The character was part of a two-part episode that saw the regular members of DS9 playing other characters in a different time period. It was a big hit among fans and the character that Brooks played was someone that resonated with the audience.
The only problem is, Behr wanted to bring Russell back in the series finale. Not a bad idea on its own but the ending of the series finale, “What You Leave Behind”, would have seen the show close, and close on a sound stage, with Russell staring at the venue. In his hand would’ve been a script that said “Deep Space Nine”
This idea would’ve ruined the franchise.
These ideas are bad enough on their own. Be it in a novel or a movie, the whole “it was just a dream” idea is often panned as being an ending without an end.
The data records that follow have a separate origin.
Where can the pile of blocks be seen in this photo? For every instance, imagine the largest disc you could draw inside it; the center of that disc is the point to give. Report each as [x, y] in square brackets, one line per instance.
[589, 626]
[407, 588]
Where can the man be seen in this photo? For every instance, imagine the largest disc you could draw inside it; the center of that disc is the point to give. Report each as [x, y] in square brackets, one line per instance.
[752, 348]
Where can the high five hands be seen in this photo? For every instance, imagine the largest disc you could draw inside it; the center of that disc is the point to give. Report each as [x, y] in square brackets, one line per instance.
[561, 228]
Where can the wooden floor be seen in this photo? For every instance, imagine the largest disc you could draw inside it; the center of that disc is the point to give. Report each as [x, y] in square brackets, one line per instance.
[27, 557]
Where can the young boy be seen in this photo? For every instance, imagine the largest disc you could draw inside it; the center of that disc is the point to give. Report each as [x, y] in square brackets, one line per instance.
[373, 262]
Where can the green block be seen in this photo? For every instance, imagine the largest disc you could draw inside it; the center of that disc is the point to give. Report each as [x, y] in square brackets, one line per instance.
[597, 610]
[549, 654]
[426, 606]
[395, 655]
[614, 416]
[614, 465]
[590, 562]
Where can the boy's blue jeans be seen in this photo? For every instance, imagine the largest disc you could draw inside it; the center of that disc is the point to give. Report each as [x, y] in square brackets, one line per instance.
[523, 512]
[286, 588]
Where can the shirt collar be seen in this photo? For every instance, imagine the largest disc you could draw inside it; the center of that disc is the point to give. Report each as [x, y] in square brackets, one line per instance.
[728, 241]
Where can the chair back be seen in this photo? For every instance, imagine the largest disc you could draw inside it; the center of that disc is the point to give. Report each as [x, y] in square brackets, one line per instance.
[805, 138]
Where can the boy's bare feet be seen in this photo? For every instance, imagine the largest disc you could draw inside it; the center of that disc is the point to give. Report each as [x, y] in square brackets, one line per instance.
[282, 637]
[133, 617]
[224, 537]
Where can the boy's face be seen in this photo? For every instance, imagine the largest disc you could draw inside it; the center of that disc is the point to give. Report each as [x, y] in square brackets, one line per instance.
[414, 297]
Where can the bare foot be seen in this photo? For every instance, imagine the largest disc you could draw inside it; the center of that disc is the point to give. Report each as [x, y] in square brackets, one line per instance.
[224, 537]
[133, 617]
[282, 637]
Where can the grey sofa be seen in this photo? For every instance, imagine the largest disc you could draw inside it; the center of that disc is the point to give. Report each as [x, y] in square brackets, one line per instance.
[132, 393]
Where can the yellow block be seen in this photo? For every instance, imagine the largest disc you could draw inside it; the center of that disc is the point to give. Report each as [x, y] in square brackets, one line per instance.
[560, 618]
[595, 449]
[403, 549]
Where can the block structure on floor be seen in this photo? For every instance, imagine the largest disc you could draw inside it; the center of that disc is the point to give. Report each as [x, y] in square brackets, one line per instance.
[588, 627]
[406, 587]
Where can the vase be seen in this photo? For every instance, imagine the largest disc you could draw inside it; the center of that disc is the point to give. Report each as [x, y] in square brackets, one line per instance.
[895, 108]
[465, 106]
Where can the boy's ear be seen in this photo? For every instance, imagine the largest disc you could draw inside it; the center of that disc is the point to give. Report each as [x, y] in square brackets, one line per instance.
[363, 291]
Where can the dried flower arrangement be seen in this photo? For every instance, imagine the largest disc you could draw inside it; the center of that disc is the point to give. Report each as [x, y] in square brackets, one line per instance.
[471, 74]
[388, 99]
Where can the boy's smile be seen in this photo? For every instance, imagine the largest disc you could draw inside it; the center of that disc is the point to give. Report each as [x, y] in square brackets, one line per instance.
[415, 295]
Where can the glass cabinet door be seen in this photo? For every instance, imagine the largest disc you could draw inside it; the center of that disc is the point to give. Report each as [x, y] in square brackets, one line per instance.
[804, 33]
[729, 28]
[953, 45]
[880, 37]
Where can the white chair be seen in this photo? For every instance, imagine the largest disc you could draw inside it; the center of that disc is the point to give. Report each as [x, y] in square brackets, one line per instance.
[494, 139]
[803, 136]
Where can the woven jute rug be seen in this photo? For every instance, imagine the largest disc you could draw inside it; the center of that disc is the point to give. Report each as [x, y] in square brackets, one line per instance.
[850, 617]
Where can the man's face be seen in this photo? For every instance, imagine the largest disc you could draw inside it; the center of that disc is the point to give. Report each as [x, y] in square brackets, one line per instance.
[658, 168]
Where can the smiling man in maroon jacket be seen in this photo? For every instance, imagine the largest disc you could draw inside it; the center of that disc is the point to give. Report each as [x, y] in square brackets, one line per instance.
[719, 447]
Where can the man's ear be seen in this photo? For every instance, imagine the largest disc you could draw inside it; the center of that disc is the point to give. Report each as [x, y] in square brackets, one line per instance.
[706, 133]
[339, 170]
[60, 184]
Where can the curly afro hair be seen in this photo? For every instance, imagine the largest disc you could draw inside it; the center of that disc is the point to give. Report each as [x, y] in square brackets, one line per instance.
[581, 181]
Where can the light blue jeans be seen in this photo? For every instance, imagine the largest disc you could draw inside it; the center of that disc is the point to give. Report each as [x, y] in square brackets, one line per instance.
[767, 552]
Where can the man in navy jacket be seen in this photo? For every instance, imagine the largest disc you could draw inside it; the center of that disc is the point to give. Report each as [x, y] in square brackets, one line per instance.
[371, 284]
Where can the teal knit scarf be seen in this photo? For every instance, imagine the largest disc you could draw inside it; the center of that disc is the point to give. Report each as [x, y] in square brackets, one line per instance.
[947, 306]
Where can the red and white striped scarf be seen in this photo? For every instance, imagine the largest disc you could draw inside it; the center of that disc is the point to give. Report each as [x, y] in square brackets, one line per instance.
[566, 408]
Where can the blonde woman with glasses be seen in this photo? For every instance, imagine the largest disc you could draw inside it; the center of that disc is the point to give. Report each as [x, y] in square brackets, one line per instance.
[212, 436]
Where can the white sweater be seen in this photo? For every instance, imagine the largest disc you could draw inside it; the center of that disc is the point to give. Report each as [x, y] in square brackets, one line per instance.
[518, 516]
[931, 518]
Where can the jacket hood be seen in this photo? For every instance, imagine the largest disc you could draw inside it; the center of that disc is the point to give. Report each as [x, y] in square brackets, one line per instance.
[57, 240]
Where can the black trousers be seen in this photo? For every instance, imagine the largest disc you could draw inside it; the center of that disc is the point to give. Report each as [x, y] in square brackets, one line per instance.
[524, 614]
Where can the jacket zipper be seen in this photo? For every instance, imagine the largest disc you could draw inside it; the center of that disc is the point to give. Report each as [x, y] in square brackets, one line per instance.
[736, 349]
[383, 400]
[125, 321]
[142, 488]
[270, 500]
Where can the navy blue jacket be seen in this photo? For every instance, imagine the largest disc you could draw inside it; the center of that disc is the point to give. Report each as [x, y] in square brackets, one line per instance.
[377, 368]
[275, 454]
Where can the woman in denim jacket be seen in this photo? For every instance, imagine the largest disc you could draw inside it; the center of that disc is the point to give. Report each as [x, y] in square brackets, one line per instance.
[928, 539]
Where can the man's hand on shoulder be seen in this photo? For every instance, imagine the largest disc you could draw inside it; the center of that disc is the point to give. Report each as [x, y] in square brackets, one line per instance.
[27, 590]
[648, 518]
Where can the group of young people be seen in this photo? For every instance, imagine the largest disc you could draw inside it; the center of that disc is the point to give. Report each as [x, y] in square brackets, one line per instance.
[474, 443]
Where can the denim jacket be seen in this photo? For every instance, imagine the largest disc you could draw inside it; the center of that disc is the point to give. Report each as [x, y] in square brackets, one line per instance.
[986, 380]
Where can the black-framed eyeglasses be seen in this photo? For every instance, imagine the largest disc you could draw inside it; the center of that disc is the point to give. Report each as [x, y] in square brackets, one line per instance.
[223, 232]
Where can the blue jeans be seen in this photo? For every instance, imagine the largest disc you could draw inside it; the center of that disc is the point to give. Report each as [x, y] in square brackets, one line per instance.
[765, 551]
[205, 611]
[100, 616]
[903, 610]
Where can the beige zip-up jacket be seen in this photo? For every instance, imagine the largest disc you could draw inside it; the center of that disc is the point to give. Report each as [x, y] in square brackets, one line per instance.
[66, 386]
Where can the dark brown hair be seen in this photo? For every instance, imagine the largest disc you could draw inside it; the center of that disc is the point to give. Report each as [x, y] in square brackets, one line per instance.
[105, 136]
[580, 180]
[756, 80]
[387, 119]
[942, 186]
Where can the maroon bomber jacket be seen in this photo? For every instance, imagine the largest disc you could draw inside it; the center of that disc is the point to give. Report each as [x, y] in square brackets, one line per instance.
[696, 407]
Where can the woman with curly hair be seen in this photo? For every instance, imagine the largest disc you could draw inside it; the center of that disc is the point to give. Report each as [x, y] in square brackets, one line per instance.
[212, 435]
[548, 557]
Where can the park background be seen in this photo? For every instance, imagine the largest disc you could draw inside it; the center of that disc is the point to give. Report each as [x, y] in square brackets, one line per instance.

To do it to a show that ran for seven years would’ve been bad enough. The problem, however, isn’t just that it was the end of a seven-year show that fans put their time, effort, passion, and money into, only for it all to be a “dream”. No, the biggest problem is that it would ruin every piece of Star Trek media going forward.
Every movie, every show, every second of time given, would have been destroyed by this moment because we’re no longer able to just turn off our brains. We’re now aware that this is all just a dream, so none of it matters.
This is something Behr would realize after pitching the idea. Thankfully for every fan of Star Trek, Rick Berman, who was the series executive producer and one of the only people able to overrule Behr, hated the idea and shot it down.